Les initiatives nationales risquent de faire dérailler la législation sur les services numériques
Date
Sections
Qu'est-ce qui est proposé ?
En décembre 2020, l'Autriche a approuvé sa loi nationale contre les discours de haine ("KoPI-G") ainsi que la “loi contre la haine en ligne”. En Allemagne, le législateur est en train de mettre à jour la loi sur l'application des réseaux ("NetzDG"). La Hongrie, quant à elle, a déjà prévu de proposer de nouvelles règles pour l'industrie numérique dans les prochains mois. D’autres pays envisageraient également d'adopter leurs propres règles. Le plus ironique peut-être est que le Commissaire français en charge du dossier DSA, instituant des règles au niveau européen, voit son pays d'origine semble faire fi des discussions autour de son projet, et préfère proposer ses propres règles nationales. Pour rappel, en janvier dernier, Cédric O, le Secrétaire d'Etat chargé de la transition numérique et des communications électroniques, a annoncé que "le gouvernement français avait déposé un amendement au projet de loi Principes Républicains introduisant des obligations de modérations aux réseaux sociaux, par anticipation du DSA".
Pourquoi la multiplicité des règles nationales pose-t-elle problème ?

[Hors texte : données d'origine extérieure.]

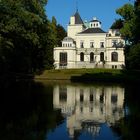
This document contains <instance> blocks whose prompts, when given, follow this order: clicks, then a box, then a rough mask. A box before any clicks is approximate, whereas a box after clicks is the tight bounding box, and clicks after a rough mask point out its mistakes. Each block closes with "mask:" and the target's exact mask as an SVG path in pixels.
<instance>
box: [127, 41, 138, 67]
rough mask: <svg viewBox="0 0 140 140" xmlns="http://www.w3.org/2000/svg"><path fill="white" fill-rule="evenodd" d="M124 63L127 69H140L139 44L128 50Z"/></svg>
mask: <svg viewBox="0 0 140 140" xmlns="http://www.w3.org/2000/svg"><path fill="white" fill-rule="evenodd" d="M126 61H127V63H128V64H127V68H128V69H140V43H139V44H137V45H134V46H133V47H131V48H130V51H129V53H128V54H127V55H126Z"/></svg>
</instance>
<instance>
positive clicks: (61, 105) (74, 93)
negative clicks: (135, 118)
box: [53, 85, 124, 137]
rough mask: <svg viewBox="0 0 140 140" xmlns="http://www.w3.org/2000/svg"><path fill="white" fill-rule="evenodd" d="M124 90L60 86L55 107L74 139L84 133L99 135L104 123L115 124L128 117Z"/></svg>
mask: <svg viewBox="0 0 140 140" xmlns="http://www.w3.org/2000/svg"><path fill="white" fill-rule="evenodd" d="M123 104H124V88H122V87H118V86H112V87H111V86H102V87H94V86H88V87H86V86H71V85H60V86H58V85H56V86H55V87H54V92H53V105H54V108H55V109H61V112H62V114H63V116H65V117H66V120H67V129H68V132H69V136H70V137H74V133H75V132H76V131H80V130H84V131H85V132H87V133H90V134H93V135H94V136H97V135H98V134H99V132H100V127H101V125H102V124H104V123H107V124H108V126H113V125H115V122H116V121H118V120H119V119H121V118H122V117H123V116H124V109H123Z"/></svg>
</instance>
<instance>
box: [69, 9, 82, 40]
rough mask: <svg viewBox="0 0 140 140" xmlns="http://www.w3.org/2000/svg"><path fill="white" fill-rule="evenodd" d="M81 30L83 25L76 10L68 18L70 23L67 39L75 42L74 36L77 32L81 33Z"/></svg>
mask: <svg viewBox="0 0 140 140" xmlns="http://www.w3.org/2000/svg"><path fill="white" fill-rule="evenodd" d="M83 29H84V24H83V21H82V19H81V17H80V14H79V12H78V10H77V11H76V13H75V14H74V15H73V16H71V17H70V23H69V25H68V37H71V38H73V39H74V40H75V35H76V34H77V33H79V32H82V31H83Z"/></svg>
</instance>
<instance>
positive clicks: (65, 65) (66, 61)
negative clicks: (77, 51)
mask: <svg viewBox="0 0 140 140" xmlns="http://www.w3.org/2000/svg"><path fill="white" fill-rule="evenodd" d="M60 66H67V53H66V52H61V53H60Z"/></svg>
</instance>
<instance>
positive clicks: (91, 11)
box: [46, 0, 134, 31]
mask: <svg viewBox="0 0 140 140" xmlns="http://www.w3.org/2000/svg"><path fill="white" fill-rule="evenodd" d="M133 2H134V0H48V4H47V6H46V14H47V16H48V18H49V19H50V20H51V18H52V16H54V17H55V18H56V20H57V23H58V24H61V25H62V26H63V27H64V28H65V29H67V25H68V23H69V20H70V16H72V15H73V14H74V13H75V12H76V9H77V8H78V11H79V14H80V16H81V18H82V19H83V21H84V20H87V21H90V20H92V19H93V17H97V19H98V20H99V21H101V22H102V29H103V30H105V31H108V29H109V28H110V27H111V25H112V23H113V22H114V21H115V19H118V18H120V16H119V15H117V14H116V9H118V8H120V7H121V6H123V5H124V4H126V3H132V4H133Z"/></svg>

Bien que cela puisse surprendre, il existe plus de 10 000 plateformes en ligne dans l'UE. Nombre d'entre elles devront se conformer aux règles européennes et à la mosaïque d'initiatives nationales qui se dessine. Cette mosaïque de règles - d’autres parleront de cacophonie réglementaire - présente des obstacles réels à leur croissance et augmenteront inévitablement les coûts de mise en conformité.

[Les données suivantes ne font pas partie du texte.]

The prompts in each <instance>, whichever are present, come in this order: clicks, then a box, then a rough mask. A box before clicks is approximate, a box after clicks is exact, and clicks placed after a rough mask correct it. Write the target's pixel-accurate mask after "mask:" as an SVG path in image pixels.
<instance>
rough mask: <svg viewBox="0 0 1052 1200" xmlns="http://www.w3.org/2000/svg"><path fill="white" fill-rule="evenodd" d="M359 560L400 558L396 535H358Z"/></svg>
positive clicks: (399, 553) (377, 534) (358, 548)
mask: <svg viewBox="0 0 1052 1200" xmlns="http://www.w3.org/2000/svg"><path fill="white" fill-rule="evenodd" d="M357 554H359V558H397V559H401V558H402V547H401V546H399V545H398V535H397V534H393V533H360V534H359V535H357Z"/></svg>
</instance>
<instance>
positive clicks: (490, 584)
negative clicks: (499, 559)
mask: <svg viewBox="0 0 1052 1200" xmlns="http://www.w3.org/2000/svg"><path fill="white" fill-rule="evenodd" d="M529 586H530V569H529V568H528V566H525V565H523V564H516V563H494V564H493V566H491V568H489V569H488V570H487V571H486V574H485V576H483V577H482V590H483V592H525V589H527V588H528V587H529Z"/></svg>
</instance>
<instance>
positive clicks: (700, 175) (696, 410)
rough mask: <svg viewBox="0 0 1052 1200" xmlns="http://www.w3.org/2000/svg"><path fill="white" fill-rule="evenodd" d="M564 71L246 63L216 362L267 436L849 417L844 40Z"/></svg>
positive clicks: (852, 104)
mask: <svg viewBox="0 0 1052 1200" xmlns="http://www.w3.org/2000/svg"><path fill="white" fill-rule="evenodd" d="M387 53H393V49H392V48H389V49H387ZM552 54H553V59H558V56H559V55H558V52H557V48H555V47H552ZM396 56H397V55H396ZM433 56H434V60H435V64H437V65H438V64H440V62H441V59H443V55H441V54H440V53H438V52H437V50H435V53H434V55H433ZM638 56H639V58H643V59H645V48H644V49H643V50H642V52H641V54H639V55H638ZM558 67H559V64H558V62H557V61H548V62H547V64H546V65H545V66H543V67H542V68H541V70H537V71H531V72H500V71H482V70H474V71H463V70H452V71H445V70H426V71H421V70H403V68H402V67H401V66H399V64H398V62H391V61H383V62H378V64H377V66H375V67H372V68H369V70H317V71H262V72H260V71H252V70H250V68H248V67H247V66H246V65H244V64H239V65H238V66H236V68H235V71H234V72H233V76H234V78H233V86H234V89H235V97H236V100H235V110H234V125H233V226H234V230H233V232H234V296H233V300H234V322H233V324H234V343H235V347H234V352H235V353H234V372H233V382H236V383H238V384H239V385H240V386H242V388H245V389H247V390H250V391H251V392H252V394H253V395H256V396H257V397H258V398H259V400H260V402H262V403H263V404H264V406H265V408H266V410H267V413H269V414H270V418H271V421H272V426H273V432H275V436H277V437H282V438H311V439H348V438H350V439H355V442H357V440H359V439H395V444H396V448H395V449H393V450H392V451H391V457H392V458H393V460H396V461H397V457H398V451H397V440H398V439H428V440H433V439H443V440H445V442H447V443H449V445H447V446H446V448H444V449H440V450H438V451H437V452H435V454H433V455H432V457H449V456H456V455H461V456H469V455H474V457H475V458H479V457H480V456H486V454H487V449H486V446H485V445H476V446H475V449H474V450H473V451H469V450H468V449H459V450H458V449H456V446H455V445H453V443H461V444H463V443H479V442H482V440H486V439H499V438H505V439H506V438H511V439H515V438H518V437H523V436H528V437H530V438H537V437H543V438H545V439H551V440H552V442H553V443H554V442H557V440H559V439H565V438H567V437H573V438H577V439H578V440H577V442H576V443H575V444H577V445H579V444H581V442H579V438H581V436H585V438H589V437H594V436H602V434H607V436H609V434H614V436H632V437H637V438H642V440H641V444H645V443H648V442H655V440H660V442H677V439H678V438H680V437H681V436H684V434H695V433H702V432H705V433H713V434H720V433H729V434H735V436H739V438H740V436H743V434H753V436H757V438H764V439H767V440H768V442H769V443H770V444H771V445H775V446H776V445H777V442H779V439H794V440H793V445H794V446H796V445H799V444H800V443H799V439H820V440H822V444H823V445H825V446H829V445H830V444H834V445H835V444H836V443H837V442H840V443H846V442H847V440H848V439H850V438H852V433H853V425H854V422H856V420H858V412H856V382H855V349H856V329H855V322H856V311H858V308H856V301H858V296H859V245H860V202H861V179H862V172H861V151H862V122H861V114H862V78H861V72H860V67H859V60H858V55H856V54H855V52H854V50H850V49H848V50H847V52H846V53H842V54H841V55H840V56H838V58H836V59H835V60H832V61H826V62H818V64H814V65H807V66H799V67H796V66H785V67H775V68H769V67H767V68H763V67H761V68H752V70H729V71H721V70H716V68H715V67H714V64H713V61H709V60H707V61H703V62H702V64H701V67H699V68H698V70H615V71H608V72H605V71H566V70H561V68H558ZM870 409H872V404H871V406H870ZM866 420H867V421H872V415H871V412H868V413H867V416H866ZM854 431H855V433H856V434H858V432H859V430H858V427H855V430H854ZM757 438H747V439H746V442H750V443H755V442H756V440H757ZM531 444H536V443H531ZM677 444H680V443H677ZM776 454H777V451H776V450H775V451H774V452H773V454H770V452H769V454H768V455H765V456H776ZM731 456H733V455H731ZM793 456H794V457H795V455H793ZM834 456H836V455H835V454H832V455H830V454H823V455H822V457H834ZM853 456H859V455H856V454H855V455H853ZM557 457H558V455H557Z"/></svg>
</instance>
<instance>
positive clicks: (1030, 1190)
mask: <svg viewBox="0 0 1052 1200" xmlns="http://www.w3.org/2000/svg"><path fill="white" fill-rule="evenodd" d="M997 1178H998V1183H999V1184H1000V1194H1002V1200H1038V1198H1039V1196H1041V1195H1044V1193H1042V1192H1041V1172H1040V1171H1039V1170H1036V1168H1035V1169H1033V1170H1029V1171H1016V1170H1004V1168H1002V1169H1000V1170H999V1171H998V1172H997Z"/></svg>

C’est d’autant plus vrai que les règles nationales ne reflètent pas les nouvelles règles de l'UE et sont souvent en contradiction avec le DSA.
Prenons l'exemple de la France: la notion de "plateformes en ligne" telle que définie par le Code national de la consommation, diffère de celle proposée par le DSA. En pratique, cela signifie qu’une entreprise peut être sujette aux règles françaises sans qu’elle ne le soit au niveau européen, et vice versa. Par ailleurs, les obligations de diligence raisonnable seront très différentes.
Pour ajouter toujours un peu plus de complexité, les règles françaises ne s'appliqueront pas seulement aux plateformes établies en France mais aussi à celles établies dans d'autres pays de l'UE.
Un des piliers du marché intérieur est le principe du "pays d'origine”, tel qu’énoncé dans la directive sur le commerce électronique. Ce principe signifie que les entreprises dont l’objet est la fourniture de biens et de services transfrontaliers appliquent les règles et se soumettent aux régulateurs du pays où elles sont établies, plutôt que de chaque État membre où elles opèrent. De toute évidence, le projet de loi français semble abandonner ce principe élémentaire, peu importe ce que Bruxelles décidera.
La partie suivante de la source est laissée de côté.